Después de la muerte

Lixandra Díaz Portuondo
Lixandra Díaz Portuondo
Periodista. Locutora en Habana Radio

«Nuestra vida individual no es tan importante como lo que somos y significamos socialmente». (Eusebio Leal Spengler. Junio de 1995)

Es difícil escribir de alguien a quien lees para escribir. Tan difícil como hablar de alguien a quien también escuchas para aprender a comunicar. Solo él podía darle permiso a estas letras que pretenden encender luces tenues sobre uno de los temas más abordados por el Doctor Eusebio Leal.

Los grandes cambios, las grandes transformaciones siempre han tenido detrás hombres con el don de la palabra, el poder del convencimiento. Eusebio Leal era uno de esos hombres con tan envidiable talento.

Pensaba yo mientras escribía, en hablar de las condecoraciones otorgadas a Leal Spengler, pero la información es fácil de encontrar y poco homenaje a él sería el de repetirme. También podría mencionar su obra en el Centro Histórico de la Ciudad, pero no hay mejor experiencia que la palpable.

Lo invito entonces a caminar La Habana Vieja, donde es inevitable percibir su esencia, o -para el foráneo- preguntar quién está detrás de todo ello. Se sabe que de forma omnipresente hay un “genio” (porque salvaguardar la cultura es una genialidad que ayuda a mantenerse a flote). La Habana Vieja es más que un sitio para el paseo sabatino. Es un convite para descubrir la Ciudad y el país en su inquebrantable reconocimiento y relación histórica consigo y con otras naciones.

Leal lo tuvo presente en toda su labor de restauración y preservación del Patrimonio material e inmaterial, por ello La Habana Vieja, es el lugar dónde muchos descubrieron -como yo- a qué dedicarían sus días. Dicho esto, solo si se disfruta el sonar del adoquín con las presurosas pisadas, en medio de muchísima gente intentando aprender, vender, comprar, mirar, enseñar, o simplemente entablar una grata conversación mientras se ven las palomas pasar; puede uno comprender lo fructífero de la lealtad de Eusebio a La Habana.

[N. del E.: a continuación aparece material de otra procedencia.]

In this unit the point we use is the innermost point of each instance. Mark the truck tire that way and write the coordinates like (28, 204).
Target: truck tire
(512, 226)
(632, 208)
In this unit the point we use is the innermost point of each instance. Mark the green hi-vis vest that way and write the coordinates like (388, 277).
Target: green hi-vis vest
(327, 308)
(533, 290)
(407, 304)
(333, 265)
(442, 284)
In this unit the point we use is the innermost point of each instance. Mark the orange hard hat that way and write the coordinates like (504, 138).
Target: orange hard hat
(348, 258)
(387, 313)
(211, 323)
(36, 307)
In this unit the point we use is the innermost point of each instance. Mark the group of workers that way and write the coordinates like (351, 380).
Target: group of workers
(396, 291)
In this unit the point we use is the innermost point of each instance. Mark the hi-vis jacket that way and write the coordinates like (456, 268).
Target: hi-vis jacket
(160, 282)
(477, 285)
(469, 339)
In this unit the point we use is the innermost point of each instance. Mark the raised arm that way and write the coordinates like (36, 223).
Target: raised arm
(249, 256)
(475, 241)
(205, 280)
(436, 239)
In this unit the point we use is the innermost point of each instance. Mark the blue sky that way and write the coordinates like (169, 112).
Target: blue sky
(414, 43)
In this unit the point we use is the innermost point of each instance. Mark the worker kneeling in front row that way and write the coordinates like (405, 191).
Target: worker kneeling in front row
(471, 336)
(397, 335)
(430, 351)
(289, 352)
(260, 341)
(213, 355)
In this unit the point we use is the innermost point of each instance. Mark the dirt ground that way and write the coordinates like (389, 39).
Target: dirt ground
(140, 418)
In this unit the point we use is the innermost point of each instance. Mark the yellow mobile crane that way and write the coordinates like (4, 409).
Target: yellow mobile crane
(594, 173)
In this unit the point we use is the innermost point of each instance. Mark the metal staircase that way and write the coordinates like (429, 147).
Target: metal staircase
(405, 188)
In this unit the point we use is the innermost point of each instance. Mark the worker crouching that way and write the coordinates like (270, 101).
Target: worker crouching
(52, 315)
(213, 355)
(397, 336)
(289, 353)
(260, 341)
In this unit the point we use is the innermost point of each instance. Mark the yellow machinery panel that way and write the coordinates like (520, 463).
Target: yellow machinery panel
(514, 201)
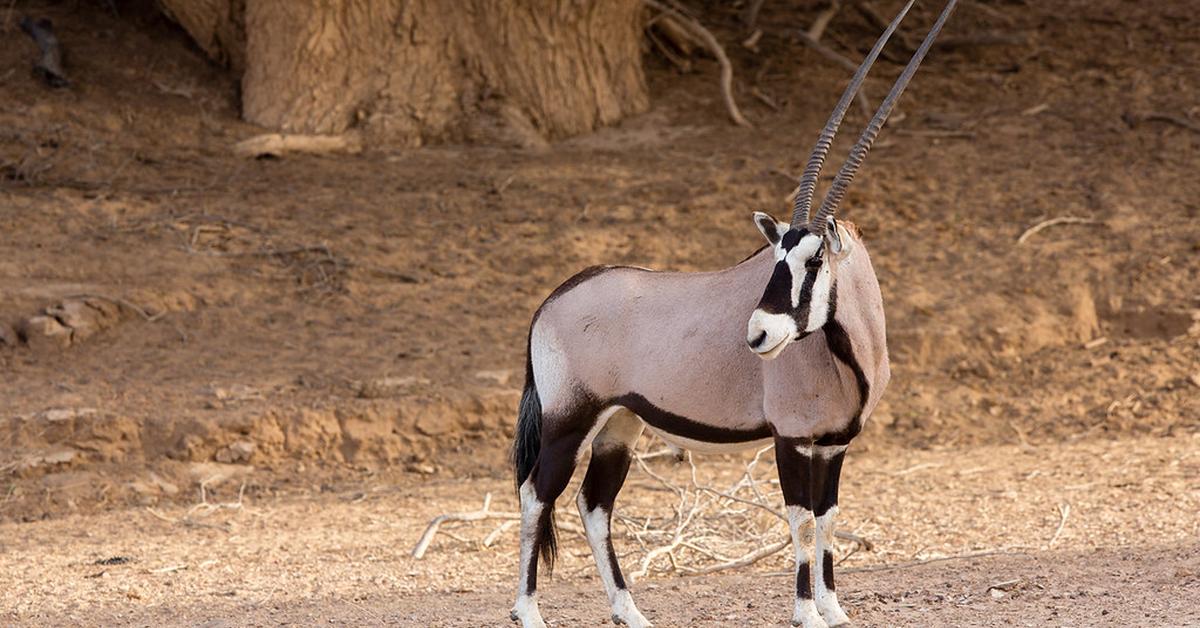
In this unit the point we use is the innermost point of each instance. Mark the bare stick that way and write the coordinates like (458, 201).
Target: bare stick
(1063, 513)
(748, 560)
(873, 15)
(1155, 117)
(1061, 220)
(714, 47)
(118, 300)
(750, 17)
(477, 515)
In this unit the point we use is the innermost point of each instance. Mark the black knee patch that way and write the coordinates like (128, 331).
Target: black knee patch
(795, 472)
(827, 570)
(606, 474)
(826, 476)
(803, 581)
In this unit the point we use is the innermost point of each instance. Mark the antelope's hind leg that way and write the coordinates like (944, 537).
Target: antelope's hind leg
(562, 441)
(611, 454)
(826, 474)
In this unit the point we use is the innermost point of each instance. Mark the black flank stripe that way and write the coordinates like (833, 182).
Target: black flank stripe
(827, 569)
(778, 295)
(803, 581)
(792, 238)
(688, 428)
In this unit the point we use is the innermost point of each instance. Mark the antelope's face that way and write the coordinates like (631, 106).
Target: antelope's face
(799, 295)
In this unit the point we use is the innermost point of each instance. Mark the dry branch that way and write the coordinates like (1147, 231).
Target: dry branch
(1061, 220)
(822, 21)
(279, 144)
(715, 48)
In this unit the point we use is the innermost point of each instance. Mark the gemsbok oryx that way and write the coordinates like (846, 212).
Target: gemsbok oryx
(709, 362)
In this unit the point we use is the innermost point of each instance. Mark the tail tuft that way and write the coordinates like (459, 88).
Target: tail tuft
(526, 447)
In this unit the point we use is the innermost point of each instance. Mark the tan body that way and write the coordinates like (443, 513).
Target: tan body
(678, 340)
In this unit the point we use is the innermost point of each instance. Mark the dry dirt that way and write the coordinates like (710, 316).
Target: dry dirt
(342, 339)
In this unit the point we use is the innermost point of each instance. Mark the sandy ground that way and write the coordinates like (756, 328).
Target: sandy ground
(331, 348)
(1126, 554)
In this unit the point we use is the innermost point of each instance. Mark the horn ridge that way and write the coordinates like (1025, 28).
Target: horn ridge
(805, 191)
(858, 154)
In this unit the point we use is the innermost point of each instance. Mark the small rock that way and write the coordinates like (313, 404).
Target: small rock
(45, 333)
(9, 335)
(238, 452)
(163, 485)
(421, 468)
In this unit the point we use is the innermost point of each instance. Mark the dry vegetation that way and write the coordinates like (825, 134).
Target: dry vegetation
(261, 380)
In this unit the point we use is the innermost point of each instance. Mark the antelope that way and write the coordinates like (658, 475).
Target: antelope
(616, 350)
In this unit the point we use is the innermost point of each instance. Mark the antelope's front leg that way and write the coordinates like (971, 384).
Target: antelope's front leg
(795, 461)
(826, 473)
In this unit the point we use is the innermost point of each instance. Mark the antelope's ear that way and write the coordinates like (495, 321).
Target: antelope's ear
(769, 227)
(835, 239)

«La Oficina del Historiador de la Ciudad de La Habana es heredera y depositaria de la labor desplegada por sucesivos historiadores, desde Félix de Arrate, en la segunda mitad del siglo XVII, hasta Emilio Roig de Leuchsering, cuya fecunda existencia terminó en 1964. La amplia labor de divulgación y defensa de temas del patrimonio habanero que Roig de Leuchsering promovió y llevó a cabo, ha permitido que todo cuanto hacemos hoy tenga un valor de continuidad» (1)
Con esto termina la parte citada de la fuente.